Now, Damnprepcook, here's some useful advice-
Like Woody Allen once said, "Half of success is just showing up". Show up on time. My Dad, an Air Force Colonel, drilled into us-"If you give a damn about anything, show up 15 minutes early." A lot about your dedication and commitment to the job is communicated by when and how you arrive at the job site. If you walk in, put on an apron and get to work-that's good. If you show up, get a coffee, socialize with a wait or two, then stand around waiting to be told what to do, no pro will take that as anything but lack of interest and drive.
One thing you can do that will indicate your dedication to learning is to bring a small notebook with you and make notes about how the chef does things. Ask questions and make note of the answers. If you show you can repeat tomorrow what you were shown today. No, you might not have the muscle memory yet, but do what you can on your own to develop it-practice on celery at home. Watch YouTube videos on frenching lamb racks, quartering chickens and cleaning the silver skin off tenderloins.

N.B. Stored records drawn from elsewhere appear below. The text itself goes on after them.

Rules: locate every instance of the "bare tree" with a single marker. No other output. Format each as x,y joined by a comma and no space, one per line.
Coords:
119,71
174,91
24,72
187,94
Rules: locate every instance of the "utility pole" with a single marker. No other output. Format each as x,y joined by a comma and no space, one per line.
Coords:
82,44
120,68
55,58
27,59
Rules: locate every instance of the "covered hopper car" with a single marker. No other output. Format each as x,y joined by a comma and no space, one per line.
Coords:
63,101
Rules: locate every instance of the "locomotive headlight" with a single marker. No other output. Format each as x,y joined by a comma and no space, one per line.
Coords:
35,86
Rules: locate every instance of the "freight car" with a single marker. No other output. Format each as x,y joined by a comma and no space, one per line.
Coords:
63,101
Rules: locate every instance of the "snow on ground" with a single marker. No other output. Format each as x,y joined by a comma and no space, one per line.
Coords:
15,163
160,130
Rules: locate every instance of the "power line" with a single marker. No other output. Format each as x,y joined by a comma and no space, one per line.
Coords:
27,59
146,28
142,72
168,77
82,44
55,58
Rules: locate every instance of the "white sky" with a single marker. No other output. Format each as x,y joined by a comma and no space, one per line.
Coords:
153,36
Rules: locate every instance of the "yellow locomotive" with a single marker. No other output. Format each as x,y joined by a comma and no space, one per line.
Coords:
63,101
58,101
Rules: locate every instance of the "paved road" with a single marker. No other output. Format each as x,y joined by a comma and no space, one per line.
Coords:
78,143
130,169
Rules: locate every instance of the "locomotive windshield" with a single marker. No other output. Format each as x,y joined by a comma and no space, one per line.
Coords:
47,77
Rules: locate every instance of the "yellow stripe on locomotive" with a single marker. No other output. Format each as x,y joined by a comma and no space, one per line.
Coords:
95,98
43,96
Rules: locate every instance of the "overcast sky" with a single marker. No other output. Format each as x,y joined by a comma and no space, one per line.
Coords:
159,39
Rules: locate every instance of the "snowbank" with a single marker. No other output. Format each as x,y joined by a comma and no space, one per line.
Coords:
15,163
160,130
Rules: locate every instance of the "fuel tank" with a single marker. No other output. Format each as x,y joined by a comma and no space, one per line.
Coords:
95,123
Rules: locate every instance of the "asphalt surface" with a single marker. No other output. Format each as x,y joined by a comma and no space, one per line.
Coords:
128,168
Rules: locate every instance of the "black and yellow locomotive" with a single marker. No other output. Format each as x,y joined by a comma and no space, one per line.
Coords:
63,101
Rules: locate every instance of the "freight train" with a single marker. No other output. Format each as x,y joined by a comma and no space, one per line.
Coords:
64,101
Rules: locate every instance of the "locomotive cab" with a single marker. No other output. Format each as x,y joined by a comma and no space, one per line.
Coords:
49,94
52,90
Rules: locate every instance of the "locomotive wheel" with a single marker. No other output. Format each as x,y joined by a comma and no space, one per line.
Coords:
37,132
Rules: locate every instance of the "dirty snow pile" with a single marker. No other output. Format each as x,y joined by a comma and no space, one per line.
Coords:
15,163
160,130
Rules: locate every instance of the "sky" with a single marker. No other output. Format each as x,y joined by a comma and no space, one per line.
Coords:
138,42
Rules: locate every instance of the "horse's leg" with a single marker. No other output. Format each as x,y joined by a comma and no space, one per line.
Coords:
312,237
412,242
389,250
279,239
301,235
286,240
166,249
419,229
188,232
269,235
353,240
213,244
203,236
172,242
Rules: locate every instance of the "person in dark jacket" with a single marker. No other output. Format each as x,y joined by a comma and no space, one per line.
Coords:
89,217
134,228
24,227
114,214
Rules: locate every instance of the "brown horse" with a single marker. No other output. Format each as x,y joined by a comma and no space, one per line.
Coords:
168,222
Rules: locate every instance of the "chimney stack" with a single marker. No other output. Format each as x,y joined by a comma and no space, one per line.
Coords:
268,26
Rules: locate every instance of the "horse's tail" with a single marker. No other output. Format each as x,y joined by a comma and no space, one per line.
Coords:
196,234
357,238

Don't offer opinions, just do the work how it's done in the shop you're working for. Stand up straight, show up ready to go, keep your work place tidy and organized, clean up after others without being told to. Go above and beyond to make others' work easier and the same will eventually be afforded to you.
In your defense, you may be working for one big jerk of a chef-there are lots of them out there. Sometimes places, for whatever reason, have such high turnover that the chef just has to fill a job with a warm body to get through the day meanwhile, he's doing the majority of the work himself. You don't know what kind of pressure the guy may be under. Or, he might just be a mean ass drunk too. You just don't know.
Whatever it is, if you want to do kitchen work, develop as many skills on your own as you can. Develop as much of a photographic memory as you can (but notebooks help.) Keep your head down and apply yourself. Think of it as boot camp and do all you can to help the other members of your team.